Tandoori versus sorpotel: Goan cuisine on collision path (Eating Out With IANS)April 15th, 2011 - 12:33 pm ICT by IANS
Panaji, April 15 (IANS) Goan cuisine is on a path of culinary collision with mainstream dishes from Punjab and other regions of India.
And first time author Fatima da Silva Gracias believes quintessentially Goan food like fish curry rice and sorpotel might not last the battle with tandoori and butter chicken, which are consumed in copious proportions across the country.
“Tourists from across the globe and the new settlers, to some extent, are reshaping Goan food and bringing in new influences on it. While this adds to the richness of our food, at the same time traditional Goan food is losing its authenticity and, according to some, even dying,” Fatima told IANS.
Her book, “Cozinha de Goa - History and Tradition of Goan Food”, follows the trail of Goan cuisine, right from its roots to the present times where it stands at a crossroads, according to optimists, and near a dead-end, as per naysayers.
“Punjabi food is already popular in coastal and urban areas of Goa. Many of our restaurants offer dal fry, aloo gobi, gulab jamuns, tandooris, chicken biryani, tikkas, butter chicken, naan, parathas and rotis…We must make every effort to preserve our interesting cuisine.

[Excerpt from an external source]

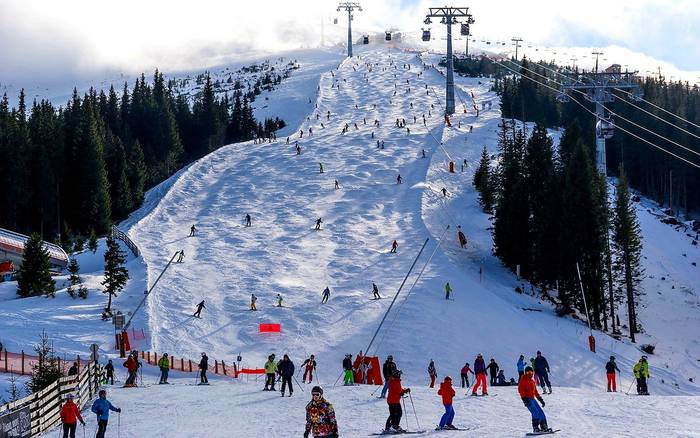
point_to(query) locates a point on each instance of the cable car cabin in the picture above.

Only time can tell if the Goan cuisine will be able to survive, thrive and withhold the new onslaught,” she said.
Commenting on the vibrancy of the Goan food palette, Fatima said: “Goan cuisine is a vibrant fusion of varied influences — Arab, Portuguese, Brazilian, French, African, Malaysian, British, Anglo-Indian and naturally Konkan. It has a global touch, particularly the cuisine of Goan Christians. Contacts with outside world brought about a revolution in our food culture by introducing new plants that produced fruits and vegetables never seen or heard before.”
She said Goan cuisine was generally misconstrued as food cooked in the region’s Catholic homes.
“Many are not aware that Goa has another rich and ancient cuisine - the Goan Hindu cuisine, that includes the well-known Saraswat cuisine,” she says in her 250-page book.
Apart from recipes, anecdotes and notes on how Goan cuisine has evolved over the ages, Fatima’s book also lists interesting nuggets such as a menu at a Portuguese-run military hospital, which goes back to 1830.
The inmates could choose from canjee (boiled rice water), chicken stew, beef broth and fried fish.
When asked why she chose to pen a book on cuisine in Goa, she said: “Goa is going through a period of transformation, many of our food customs and traditional recipes are disappearing or changing. I wished also to leave a legacy for my own people — the new generation in my family who will never experience what I have experienced with Goan cuisine”.